Betriebsfortführung in der Insolvenz – Nutzung von geleasten Fahrzeugen

RA Dr. Hendrik Boss, Partner, Taylor Wessing, München

Vor kurzen hat der BGH (BGH-Urteil vom 28. 6. 2012 – IX ZR 219/10, DB 2012 S. 1740) Gelegenheit gehabt offene Fragen zur Abwicklung eines nach § 21 Abs. 2 Satz 1 Nr. 5 InsO fortgesetzten Nutzungsverhältnisses zu klären. Im zugrunde liegenden Fall hatte ein Leasinggeber den Insolvenzverwalter eines Speditionsunternehmens auf Zahlung der Kosten der Abholung von geleasten Nutzfahrzeugen und Wertersatz wegen Beschädigung der Nutzfahrzeuge während des vorläufigen Insolvenzverfahrens verklagt. Schon vor Beantragung des Insolvenzverfahrens hatte der Leasinggeber die Leasingverträge fristlos gekündigt.

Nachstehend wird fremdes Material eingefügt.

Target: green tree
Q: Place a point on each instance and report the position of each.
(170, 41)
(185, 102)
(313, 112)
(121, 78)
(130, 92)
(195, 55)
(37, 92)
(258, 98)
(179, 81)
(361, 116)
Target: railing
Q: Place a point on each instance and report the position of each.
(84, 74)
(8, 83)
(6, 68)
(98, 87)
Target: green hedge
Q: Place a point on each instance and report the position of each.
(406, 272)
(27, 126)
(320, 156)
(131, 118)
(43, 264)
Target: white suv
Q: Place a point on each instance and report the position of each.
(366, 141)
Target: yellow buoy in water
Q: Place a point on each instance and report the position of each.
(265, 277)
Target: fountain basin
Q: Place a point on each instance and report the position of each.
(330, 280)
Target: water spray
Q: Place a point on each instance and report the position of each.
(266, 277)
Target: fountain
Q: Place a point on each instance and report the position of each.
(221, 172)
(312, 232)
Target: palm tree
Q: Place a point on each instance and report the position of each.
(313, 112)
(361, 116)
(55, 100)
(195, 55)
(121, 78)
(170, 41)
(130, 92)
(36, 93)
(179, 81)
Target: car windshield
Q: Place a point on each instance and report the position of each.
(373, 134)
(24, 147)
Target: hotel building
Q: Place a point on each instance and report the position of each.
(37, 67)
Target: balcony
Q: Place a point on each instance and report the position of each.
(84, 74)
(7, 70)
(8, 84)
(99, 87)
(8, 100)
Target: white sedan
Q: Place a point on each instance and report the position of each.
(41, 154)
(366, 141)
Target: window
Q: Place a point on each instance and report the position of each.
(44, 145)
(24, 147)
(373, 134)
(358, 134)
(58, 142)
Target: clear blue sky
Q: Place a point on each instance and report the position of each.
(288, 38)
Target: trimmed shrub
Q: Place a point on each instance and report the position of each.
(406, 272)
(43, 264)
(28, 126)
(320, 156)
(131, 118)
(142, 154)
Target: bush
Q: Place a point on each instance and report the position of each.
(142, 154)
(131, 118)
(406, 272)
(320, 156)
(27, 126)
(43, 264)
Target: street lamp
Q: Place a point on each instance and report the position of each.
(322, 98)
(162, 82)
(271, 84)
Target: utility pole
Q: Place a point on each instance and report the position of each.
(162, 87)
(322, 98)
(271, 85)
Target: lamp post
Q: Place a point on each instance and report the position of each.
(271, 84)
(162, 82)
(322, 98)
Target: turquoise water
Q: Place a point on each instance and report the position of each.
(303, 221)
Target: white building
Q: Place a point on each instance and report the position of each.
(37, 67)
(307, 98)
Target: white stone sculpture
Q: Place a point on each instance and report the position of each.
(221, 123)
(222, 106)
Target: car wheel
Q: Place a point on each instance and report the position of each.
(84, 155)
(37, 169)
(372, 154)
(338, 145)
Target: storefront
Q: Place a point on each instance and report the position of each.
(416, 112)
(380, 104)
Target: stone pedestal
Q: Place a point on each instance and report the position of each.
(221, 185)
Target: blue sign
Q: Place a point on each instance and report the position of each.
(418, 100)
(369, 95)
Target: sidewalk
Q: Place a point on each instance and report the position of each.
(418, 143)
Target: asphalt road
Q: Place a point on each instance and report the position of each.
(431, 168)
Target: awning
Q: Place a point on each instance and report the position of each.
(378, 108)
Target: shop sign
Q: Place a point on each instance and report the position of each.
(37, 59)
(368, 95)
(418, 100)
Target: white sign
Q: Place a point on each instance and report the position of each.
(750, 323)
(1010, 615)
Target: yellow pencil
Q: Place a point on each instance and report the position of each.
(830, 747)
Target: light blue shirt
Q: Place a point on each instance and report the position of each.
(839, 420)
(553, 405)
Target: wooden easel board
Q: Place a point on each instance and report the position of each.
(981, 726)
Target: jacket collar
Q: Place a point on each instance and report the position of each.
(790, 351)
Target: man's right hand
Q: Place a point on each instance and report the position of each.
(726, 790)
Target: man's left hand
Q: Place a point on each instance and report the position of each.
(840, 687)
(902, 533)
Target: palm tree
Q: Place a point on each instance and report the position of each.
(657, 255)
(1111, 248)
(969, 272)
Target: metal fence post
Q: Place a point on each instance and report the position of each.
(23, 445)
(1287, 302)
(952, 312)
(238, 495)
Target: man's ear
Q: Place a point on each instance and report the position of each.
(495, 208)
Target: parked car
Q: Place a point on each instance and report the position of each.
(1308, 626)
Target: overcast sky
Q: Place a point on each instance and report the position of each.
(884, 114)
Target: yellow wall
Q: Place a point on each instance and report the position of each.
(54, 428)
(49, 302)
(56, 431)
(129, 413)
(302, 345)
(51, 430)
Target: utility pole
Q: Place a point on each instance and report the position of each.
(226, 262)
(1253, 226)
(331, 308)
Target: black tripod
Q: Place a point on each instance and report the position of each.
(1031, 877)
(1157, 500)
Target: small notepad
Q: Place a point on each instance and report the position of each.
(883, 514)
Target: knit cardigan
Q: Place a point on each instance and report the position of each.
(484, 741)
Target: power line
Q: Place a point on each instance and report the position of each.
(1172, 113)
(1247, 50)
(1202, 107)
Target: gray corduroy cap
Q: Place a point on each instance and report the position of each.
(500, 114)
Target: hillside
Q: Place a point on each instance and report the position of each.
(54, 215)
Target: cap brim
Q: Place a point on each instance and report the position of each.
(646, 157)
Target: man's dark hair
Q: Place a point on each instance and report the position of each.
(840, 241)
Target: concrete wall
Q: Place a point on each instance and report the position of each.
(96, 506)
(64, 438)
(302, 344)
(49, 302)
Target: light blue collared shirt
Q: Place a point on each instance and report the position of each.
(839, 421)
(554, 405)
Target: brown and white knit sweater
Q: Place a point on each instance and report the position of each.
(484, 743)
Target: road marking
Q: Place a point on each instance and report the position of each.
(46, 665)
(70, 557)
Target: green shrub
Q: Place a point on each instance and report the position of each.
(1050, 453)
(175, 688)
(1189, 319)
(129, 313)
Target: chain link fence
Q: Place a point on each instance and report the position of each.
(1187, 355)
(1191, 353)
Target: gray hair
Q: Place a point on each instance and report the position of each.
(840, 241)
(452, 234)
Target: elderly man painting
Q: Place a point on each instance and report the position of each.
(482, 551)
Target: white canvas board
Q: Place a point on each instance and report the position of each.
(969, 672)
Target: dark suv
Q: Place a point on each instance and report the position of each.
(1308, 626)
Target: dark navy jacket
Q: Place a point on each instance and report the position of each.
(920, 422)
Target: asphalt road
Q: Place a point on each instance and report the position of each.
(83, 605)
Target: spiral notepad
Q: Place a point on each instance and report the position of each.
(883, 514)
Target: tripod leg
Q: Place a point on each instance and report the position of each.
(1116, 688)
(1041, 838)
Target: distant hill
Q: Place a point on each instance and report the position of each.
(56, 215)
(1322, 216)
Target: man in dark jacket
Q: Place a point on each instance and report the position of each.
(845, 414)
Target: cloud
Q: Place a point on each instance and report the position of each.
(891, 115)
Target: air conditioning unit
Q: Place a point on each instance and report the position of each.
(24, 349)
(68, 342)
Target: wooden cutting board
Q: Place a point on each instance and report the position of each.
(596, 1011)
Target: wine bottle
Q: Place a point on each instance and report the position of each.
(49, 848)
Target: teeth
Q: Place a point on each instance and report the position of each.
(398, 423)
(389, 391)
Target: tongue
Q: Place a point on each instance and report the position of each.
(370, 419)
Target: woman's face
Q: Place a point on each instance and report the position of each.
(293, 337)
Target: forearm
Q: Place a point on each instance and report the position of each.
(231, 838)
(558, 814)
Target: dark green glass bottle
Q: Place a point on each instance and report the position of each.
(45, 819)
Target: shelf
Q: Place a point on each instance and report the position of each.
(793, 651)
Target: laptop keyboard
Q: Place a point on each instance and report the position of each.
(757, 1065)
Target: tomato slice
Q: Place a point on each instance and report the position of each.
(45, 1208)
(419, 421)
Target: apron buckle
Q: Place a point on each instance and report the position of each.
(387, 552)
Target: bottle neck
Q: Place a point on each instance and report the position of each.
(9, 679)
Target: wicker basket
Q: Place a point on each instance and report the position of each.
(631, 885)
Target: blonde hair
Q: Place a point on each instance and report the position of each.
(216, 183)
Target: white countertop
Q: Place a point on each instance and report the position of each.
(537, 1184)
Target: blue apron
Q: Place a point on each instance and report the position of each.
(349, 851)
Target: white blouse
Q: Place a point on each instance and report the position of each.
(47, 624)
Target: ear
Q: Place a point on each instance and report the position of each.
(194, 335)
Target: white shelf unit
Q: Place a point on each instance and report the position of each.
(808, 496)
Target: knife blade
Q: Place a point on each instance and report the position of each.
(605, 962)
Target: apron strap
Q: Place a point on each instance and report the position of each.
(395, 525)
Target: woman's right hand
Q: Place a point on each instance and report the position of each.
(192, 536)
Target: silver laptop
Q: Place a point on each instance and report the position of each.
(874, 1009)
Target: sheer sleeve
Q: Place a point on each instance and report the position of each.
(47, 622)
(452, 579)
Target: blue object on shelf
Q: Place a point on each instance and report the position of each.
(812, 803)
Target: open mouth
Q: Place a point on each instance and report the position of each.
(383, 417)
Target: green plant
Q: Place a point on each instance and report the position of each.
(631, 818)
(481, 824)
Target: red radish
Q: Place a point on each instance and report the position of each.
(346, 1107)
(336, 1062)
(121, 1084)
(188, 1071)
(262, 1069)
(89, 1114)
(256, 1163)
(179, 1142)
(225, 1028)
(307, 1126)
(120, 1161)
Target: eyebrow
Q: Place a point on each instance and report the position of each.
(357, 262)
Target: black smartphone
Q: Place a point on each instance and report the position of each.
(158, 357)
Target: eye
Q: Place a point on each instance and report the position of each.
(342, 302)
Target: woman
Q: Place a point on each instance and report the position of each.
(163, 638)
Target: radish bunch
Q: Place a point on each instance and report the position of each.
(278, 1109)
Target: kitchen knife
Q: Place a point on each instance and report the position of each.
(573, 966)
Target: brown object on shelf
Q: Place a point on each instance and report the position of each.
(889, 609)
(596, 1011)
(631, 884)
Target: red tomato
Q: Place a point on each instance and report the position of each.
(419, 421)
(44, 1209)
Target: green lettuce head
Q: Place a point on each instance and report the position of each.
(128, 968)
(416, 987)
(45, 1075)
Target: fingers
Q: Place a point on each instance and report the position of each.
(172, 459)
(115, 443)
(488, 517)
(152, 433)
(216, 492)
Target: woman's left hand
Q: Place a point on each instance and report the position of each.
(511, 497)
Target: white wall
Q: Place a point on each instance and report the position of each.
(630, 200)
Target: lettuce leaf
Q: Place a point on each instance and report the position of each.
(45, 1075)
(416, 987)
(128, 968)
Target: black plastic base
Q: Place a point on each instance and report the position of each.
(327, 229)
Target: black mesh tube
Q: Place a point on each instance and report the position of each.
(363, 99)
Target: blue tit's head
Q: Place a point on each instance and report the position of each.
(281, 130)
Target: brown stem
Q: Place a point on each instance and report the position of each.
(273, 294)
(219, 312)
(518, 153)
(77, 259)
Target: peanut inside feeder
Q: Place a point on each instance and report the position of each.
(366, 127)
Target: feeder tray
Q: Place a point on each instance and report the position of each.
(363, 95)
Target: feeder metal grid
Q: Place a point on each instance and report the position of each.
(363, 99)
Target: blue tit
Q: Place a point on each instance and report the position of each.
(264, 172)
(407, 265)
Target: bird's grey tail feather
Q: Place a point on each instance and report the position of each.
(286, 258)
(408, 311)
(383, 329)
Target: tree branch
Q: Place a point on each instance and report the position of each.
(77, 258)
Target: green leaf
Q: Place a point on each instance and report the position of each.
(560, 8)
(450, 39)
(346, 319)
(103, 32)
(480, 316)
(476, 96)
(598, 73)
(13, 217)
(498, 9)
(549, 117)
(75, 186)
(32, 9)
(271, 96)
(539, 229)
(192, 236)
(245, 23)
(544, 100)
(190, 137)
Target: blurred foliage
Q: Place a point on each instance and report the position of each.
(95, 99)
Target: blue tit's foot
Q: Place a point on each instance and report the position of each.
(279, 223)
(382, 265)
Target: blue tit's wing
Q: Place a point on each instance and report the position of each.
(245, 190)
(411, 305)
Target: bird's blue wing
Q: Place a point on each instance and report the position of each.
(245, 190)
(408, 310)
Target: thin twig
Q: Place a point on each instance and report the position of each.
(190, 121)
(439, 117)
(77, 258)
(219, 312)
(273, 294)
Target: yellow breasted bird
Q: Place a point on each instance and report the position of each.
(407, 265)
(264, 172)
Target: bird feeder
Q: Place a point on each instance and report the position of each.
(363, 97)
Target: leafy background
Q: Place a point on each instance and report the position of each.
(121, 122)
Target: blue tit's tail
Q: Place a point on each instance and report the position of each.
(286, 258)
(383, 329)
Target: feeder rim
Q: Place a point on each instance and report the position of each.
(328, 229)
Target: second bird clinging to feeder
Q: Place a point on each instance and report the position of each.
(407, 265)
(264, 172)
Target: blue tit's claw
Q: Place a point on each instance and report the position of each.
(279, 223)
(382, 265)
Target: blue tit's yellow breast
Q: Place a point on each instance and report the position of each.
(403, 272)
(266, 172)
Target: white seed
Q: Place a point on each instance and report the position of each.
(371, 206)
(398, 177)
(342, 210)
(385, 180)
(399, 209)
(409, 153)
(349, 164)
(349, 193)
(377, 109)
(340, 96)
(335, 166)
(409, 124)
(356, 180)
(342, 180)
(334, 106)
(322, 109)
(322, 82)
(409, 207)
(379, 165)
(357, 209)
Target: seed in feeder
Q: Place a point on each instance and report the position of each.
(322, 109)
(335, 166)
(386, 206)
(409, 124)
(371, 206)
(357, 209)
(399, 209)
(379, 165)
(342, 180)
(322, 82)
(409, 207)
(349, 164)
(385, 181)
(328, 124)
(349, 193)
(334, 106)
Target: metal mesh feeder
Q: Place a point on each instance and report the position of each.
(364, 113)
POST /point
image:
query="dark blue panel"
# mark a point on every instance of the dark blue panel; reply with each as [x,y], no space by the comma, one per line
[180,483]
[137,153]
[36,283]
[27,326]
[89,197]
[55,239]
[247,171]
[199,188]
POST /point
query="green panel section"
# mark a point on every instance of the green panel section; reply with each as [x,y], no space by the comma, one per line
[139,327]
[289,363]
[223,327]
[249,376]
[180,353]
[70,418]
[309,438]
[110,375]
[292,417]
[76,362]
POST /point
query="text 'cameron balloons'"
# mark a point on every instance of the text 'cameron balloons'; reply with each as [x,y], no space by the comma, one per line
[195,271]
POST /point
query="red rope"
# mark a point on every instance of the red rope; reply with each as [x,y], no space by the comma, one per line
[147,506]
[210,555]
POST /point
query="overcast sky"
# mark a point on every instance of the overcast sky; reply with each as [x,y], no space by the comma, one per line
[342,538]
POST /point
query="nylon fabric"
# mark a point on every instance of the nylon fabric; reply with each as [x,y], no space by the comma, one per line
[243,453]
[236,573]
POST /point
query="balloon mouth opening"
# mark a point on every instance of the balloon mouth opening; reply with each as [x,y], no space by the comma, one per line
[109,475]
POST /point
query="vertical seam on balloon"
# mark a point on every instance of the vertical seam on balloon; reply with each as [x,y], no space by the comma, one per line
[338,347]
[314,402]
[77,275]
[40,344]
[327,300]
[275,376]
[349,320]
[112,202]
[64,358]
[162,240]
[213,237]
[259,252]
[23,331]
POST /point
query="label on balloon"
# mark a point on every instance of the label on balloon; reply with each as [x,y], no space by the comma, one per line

Das Insolvenzgericht hatte den beklagten Insolvenzverwalter im Insolvenzeröffnungsverfahren zum vorläufigen starken Insolvenzverwalter bestellt und eine Anordnung gem. § 21 Abs. 2 Satz 1 Nr. 5 Satz 1 InsO erlassen. Diese untersagt die Verwertung oder Einziehung von Sachen durch die Gläubiger, die einem Ab- oder Aussonderungsrecht unterliegen, dies gilt auch für geleaste Sachen. Durch die Anordnung soll der vorläufige Insolvenzverwalter den Geschäftsbetrieb des Insolvenzschuldners bis zur endgültigen Entscheidung über die Verwertung fortführen können. Der Leasinggeber hatte vom Insolvenzverwalter die vereinbarte Nutzungsentschädigung erhalten. Nach Eröffnung des Insolvenzverfahrens und Beendigung der Nutzung der Fahrzeuge hatte das Leasingunternehmen den Insolvenzverwalter aufgefordert, die Fahrzeuge zurückzugeben. Nachdem dies nicht geschehen war, ließ es die Fahrzeuge auf eigene Kosten von einem Drittunternehmen sicherstellen.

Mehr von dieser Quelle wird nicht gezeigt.